Sarah goes on a shopping trip in Riyadh with her ill-humored friend Hadeel (Miriam Alshagrawi), but that’s only a ruse to go on an unchaperoned date with her irresponsible, boorish, secret boyfriend Saad (Yazeed Almajyul). Sarah knows she better meet her dad where they planned to meet at 10 p.m., or there would be severe repercussions. Yet the squabbling and stoned couple drive on the desolate roads in the desert in his Chevy Impala and somehow hit a camel. They are on their way to a party they were invited to at the desert campsite of a young hack poet (Jabran Aljabran).
At the party, the hallucinating Sarah has a spat with her hostile girlfriend Saad (Oumkalthoum Sarah Bard). Later things get chaotic when there’s a police raid and she’s separated from her untrustworthy boyfriend.
This viewer was confused about what message the filmmaker was delivering–like if this was supposed to be a satire on the hypocrisy of Saudi Arabian society, a black comedy, a cautionary tale or perhaps a misguided desert thriller. I chose it to be the latter.

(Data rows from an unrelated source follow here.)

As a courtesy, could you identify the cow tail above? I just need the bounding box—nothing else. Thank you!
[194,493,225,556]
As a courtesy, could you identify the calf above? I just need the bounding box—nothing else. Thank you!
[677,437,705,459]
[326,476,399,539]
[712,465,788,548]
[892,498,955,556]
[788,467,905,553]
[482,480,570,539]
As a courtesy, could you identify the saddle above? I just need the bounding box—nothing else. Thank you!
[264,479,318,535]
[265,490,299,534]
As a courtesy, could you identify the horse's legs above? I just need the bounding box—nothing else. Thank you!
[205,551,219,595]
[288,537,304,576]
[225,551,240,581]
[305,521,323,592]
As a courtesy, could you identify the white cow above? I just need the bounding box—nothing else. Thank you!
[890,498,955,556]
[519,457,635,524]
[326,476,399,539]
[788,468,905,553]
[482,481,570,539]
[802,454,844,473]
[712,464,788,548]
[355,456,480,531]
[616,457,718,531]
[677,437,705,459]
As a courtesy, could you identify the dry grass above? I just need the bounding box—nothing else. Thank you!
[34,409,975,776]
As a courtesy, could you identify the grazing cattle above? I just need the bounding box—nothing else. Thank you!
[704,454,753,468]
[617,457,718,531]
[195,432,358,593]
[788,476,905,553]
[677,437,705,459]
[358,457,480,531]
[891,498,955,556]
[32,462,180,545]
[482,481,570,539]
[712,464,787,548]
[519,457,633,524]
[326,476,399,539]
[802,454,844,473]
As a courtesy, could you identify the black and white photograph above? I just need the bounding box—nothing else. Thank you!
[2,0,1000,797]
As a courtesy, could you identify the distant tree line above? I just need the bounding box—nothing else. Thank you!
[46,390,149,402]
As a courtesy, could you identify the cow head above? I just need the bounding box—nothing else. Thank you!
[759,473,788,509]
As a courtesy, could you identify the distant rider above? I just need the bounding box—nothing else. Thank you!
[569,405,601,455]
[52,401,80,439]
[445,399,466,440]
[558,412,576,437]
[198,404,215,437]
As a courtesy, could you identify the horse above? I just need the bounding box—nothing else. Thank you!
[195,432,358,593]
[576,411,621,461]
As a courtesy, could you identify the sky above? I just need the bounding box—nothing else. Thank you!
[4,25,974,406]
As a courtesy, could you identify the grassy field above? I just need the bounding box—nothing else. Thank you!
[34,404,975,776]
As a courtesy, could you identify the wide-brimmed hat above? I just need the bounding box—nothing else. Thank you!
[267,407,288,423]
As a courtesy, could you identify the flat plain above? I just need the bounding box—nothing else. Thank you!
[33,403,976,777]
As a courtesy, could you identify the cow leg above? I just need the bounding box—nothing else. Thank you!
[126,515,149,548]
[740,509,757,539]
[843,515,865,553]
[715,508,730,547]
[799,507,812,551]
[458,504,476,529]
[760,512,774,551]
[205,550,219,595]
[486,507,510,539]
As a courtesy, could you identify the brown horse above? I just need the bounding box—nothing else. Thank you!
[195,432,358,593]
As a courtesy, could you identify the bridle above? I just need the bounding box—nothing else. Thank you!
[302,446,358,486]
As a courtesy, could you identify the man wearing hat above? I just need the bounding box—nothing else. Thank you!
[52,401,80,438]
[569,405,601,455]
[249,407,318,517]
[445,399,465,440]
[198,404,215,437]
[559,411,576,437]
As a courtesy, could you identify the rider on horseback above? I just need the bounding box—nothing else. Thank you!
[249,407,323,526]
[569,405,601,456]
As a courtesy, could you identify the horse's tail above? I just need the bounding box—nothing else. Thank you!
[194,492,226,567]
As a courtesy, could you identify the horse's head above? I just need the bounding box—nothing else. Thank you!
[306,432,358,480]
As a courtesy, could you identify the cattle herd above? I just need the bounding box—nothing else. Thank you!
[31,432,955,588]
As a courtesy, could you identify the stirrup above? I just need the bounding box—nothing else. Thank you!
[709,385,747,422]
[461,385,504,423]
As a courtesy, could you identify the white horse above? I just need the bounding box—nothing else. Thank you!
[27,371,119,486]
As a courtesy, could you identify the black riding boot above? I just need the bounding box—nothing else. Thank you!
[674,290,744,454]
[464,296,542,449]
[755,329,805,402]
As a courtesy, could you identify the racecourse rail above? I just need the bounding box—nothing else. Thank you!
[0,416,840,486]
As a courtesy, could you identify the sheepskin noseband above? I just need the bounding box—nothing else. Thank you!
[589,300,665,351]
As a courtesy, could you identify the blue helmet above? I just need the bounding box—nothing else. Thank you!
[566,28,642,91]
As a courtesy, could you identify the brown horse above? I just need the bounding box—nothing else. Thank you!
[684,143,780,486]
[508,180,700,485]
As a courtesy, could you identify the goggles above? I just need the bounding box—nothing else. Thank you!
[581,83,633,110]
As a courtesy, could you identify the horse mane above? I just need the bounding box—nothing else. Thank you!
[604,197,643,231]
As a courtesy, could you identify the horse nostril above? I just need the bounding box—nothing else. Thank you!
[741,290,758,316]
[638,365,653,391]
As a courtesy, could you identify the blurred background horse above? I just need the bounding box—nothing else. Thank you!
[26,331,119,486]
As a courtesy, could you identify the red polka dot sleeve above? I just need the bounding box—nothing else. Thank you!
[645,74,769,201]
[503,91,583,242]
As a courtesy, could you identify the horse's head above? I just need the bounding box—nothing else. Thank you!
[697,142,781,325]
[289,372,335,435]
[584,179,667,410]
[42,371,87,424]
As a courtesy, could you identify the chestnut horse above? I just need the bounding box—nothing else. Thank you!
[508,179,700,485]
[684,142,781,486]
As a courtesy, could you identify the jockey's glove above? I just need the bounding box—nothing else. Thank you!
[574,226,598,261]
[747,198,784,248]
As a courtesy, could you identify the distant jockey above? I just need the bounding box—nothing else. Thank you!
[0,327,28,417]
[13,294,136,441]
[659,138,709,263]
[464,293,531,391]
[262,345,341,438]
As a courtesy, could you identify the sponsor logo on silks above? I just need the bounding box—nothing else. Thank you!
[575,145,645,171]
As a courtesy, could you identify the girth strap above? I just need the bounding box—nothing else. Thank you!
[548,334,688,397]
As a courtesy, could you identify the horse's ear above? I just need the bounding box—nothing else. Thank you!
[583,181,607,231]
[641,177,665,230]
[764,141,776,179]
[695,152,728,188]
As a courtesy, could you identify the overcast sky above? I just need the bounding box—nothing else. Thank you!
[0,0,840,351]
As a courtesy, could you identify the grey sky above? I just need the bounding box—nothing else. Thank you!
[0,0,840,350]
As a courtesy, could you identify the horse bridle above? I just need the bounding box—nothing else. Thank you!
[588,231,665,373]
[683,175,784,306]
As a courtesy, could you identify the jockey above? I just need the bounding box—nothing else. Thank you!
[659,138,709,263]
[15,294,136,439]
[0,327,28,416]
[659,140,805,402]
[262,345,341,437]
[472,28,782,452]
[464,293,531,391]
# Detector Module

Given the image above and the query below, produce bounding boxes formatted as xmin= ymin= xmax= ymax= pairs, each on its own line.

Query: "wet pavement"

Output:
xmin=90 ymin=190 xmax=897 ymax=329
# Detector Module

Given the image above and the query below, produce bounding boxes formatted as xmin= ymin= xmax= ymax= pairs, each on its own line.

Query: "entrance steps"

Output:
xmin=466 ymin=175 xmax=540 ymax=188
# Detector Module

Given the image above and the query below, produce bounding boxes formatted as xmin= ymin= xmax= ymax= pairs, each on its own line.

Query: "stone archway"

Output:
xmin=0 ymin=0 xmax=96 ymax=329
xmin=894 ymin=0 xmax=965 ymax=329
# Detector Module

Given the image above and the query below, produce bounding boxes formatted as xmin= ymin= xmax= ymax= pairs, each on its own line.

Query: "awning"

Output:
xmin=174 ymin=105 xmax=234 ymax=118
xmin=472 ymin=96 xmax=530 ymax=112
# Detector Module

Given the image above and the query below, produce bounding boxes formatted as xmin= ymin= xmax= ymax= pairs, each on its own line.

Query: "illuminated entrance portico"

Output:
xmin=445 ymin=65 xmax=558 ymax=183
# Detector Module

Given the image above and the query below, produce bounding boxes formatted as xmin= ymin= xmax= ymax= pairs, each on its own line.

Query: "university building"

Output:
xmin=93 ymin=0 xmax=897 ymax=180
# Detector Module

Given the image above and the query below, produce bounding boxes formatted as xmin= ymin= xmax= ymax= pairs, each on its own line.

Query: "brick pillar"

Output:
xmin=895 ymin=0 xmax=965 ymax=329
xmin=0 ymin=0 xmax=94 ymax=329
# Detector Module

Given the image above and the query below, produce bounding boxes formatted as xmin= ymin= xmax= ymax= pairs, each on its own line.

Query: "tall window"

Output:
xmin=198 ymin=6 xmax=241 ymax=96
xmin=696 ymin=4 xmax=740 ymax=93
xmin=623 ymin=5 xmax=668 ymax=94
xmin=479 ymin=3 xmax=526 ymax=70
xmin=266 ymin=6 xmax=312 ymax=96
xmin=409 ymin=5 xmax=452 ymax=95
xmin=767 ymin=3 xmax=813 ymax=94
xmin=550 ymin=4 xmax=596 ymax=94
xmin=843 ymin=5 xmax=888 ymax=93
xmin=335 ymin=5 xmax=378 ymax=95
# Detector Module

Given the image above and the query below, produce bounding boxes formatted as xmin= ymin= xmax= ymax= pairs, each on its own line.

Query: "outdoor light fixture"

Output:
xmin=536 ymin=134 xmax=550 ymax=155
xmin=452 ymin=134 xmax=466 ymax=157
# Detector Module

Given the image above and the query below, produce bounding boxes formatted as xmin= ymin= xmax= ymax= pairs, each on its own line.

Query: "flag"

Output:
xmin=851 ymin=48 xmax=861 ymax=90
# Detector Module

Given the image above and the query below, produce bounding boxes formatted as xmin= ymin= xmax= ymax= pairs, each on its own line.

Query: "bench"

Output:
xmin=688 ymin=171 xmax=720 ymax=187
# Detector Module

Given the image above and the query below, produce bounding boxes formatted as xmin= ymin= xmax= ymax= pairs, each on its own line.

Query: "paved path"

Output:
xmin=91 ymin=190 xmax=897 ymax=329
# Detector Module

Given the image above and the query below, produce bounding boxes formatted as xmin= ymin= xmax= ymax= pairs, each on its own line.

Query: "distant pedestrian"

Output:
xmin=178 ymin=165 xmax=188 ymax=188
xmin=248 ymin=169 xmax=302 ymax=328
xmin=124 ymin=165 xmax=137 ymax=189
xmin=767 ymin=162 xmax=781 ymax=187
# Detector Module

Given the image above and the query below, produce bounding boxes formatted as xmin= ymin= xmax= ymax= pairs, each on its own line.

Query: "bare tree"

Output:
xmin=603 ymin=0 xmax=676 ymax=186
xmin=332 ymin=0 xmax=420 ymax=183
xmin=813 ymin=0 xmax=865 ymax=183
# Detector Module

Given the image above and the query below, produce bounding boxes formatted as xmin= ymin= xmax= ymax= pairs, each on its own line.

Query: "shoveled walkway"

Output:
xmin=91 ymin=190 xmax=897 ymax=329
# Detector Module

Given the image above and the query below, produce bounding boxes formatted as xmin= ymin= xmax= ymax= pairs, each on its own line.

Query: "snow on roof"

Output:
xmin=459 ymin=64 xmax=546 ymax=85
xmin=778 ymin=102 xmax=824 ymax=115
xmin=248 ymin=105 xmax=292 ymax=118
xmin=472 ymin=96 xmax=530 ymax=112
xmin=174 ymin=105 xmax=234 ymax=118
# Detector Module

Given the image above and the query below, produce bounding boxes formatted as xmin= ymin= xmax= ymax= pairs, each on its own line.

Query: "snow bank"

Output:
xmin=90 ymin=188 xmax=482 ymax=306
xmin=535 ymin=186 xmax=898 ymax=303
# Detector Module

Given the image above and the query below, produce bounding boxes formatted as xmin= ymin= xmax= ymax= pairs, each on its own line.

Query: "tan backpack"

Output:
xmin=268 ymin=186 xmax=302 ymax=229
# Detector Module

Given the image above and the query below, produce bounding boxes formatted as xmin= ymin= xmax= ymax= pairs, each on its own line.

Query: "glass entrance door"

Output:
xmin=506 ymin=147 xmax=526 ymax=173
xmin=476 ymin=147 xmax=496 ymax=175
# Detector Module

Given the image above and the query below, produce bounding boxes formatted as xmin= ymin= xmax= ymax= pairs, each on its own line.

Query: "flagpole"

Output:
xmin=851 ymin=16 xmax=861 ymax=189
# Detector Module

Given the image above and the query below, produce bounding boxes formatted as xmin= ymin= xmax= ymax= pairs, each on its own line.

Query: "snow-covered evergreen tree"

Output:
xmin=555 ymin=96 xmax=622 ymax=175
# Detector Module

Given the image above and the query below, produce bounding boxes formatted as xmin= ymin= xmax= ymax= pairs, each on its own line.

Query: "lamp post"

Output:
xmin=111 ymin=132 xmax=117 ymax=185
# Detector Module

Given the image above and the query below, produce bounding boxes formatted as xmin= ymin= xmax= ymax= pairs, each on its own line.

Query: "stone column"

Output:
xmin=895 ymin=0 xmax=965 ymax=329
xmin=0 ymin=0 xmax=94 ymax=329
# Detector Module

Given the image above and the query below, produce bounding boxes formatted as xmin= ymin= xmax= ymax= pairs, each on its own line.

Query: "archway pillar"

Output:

Whatever. The film is vapid, the actors limited, the frequent pan shots from a shaky camera is annoying, and its blurry non-linear execution makes it hard to follow its timeline. And, if that is not bad enough, its forced humor is too foreign for my taste.
Also, I never learned what Naga means, not that I really care. Nor did I care if Sarah made it home in the trunk of a stranger’s car before her curfew.
It played at the Red River Film Festival.